Any help anyone could offer would be GREATLY appreciated! Thanks ahead of time!

-PhantomRaven13


----------



## TerryNet (Mar 23, 2005)

The problem is only with Wi-Fi; no problem with devices connected by ethernet to the Pace?

What (IPv4) LAN subnet is the Pace using and what is the Grandstream using? If they are the same that possibly is the cause of the problem.

Please attach a screen shot of the Networks page (don't collapse the Radar, Connection or Signal History) of the Xirrus Wi-Fi Inspector. If you don't have a satisfactory email address (e.g., from your ISP) you could try http://www.pcworld.com/article/231780/xirrus_wifi_inspector.html. If you need help with a screen shot see TSG Posting a Screenshot. FWIW to take screen shots with Windows 8 or 7 or Vista I prefer to use the built-in Snipping Tool.


----------



## TerryNet (Mar 23, 2005)

I merged your threads here. Please do not start multiple threads on the same topic.


----------



## PhantomRaven13 (Aug 13, 2014)

TerryNet said:


> The problem is only with Wi-Fi; no problem with devices connected by ethernet to the Pace?
> 
> What (IPv4) LAN subnet is the Pace using and what is the Grandstream using? If they are the same that possibly is the cause of the problem.
> 
> Please attach a screen shot of the Networks page (don't collapse the Radar, Connection or Signal History) of the Xirrus Wi-Fi Inspector. If you don't have a satisfactory email address (e.g., from your ISP) you could try http://www.pcworld.com/article/231780/xirrus_wifi_inspector.html. If you need help with a screen shot see TSG Posting a Screenshot. FWIW to take screen shots with Windows 8 or 7 or Vista I prefer to use the built-in Snipping Tool.

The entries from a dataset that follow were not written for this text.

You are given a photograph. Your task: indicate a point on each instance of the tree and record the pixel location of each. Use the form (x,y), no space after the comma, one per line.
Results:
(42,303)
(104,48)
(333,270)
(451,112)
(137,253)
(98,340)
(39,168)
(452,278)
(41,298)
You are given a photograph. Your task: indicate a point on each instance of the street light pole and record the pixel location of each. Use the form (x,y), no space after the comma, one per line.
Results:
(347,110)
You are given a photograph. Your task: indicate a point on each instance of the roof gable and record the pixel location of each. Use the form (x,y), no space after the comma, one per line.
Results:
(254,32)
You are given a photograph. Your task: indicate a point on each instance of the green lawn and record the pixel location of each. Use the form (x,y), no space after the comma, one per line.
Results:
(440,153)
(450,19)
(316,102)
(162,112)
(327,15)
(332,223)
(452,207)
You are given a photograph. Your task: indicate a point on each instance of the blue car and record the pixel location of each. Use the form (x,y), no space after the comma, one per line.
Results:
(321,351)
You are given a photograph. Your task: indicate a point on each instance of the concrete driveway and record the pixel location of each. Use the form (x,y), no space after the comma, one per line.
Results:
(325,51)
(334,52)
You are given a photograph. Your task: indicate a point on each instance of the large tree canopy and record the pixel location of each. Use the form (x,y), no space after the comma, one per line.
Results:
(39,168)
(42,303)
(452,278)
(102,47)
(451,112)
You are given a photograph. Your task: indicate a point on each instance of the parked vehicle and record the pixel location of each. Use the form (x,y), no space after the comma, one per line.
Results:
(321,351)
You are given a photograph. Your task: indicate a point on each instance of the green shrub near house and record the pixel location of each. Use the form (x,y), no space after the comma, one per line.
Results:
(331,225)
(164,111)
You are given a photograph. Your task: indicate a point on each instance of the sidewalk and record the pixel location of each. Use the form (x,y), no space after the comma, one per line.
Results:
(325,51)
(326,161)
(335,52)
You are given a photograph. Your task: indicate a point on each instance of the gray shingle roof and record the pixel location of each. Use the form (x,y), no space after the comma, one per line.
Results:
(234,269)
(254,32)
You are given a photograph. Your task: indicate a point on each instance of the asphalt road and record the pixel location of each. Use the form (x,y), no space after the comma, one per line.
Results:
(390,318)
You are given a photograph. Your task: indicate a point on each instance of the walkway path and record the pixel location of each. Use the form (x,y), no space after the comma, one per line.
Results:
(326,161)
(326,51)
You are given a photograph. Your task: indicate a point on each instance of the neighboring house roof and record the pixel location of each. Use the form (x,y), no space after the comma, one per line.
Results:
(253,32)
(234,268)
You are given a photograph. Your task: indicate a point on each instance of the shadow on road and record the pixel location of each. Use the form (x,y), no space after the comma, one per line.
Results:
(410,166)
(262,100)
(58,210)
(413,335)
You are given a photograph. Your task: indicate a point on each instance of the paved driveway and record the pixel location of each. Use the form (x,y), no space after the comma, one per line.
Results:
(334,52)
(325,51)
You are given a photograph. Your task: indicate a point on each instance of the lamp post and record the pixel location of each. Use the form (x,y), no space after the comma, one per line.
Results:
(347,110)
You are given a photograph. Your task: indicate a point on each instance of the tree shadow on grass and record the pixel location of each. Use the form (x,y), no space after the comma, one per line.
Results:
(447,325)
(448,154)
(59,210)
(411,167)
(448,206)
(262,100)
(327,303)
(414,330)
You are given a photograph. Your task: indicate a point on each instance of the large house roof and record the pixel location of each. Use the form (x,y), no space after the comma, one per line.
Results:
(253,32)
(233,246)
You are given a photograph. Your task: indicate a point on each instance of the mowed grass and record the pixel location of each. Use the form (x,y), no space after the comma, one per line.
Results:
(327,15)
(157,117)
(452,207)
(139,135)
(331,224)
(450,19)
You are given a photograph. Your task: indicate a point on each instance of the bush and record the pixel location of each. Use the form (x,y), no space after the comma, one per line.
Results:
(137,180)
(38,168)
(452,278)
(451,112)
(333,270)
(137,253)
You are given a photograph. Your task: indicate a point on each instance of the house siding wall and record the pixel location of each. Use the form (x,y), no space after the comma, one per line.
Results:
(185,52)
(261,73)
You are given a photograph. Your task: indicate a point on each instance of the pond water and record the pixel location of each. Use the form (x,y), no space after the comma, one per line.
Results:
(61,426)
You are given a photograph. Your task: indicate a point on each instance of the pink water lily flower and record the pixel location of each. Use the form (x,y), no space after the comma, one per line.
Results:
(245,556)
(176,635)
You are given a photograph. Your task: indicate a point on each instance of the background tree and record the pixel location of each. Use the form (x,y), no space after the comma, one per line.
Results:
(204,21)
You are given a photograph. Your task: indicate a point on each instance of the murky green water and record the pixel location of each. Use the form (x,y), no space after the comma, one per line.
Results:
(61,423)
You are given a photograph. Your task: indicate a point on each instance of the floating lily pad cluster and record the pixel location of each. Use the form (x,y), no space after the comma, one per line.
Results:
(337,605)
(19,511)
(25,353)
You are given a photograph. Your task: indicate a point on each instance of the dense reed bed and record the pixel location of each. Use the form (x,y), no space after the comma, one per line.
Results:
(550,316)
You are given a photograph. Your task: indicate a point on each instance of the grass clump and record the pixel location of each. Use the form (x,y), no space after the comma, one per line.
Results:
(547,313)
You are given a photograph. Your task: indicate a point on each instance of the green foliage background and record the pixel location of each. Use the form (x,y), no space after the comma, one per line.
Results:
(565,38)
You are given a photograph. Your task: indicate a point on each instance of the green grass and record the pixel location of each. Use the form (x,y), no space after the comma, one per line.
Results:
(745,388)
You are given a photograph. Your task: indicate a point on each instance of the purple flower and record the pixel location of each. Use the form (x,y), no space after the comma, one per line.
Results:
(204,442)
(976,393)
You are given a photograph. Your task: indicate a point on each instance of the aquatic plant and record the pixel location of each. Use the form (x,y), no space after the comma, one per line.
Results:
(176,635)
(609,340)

As far as I'm aware, all devices are functioning as they should. All connections to the Pace are relatively new and all Ethernet cables are no older than maybe 3 years.

Now...as for the issue of what the LAN subnet might be for either device, at this point I honestly have no clue how I would go about finding it on either device.


----------



## TerryNet (Mar 23, 2005)

I'll take that as a 'yes' to "The problem is only with Wi-Fi; no problem with devices connected by ethernet to the Pace?".

Do your phones include a 2.4 GHz cordless?


----------



## PhantomRaven13 (Aug 13, 2014)

TerryNet said:


> I'll take that as a 'yes' to "The problem is only with Wi-Fi; no problem with devices connected by ethernet to the Pace?".
> 
> Do your phones include a 2.4 GHz cordless?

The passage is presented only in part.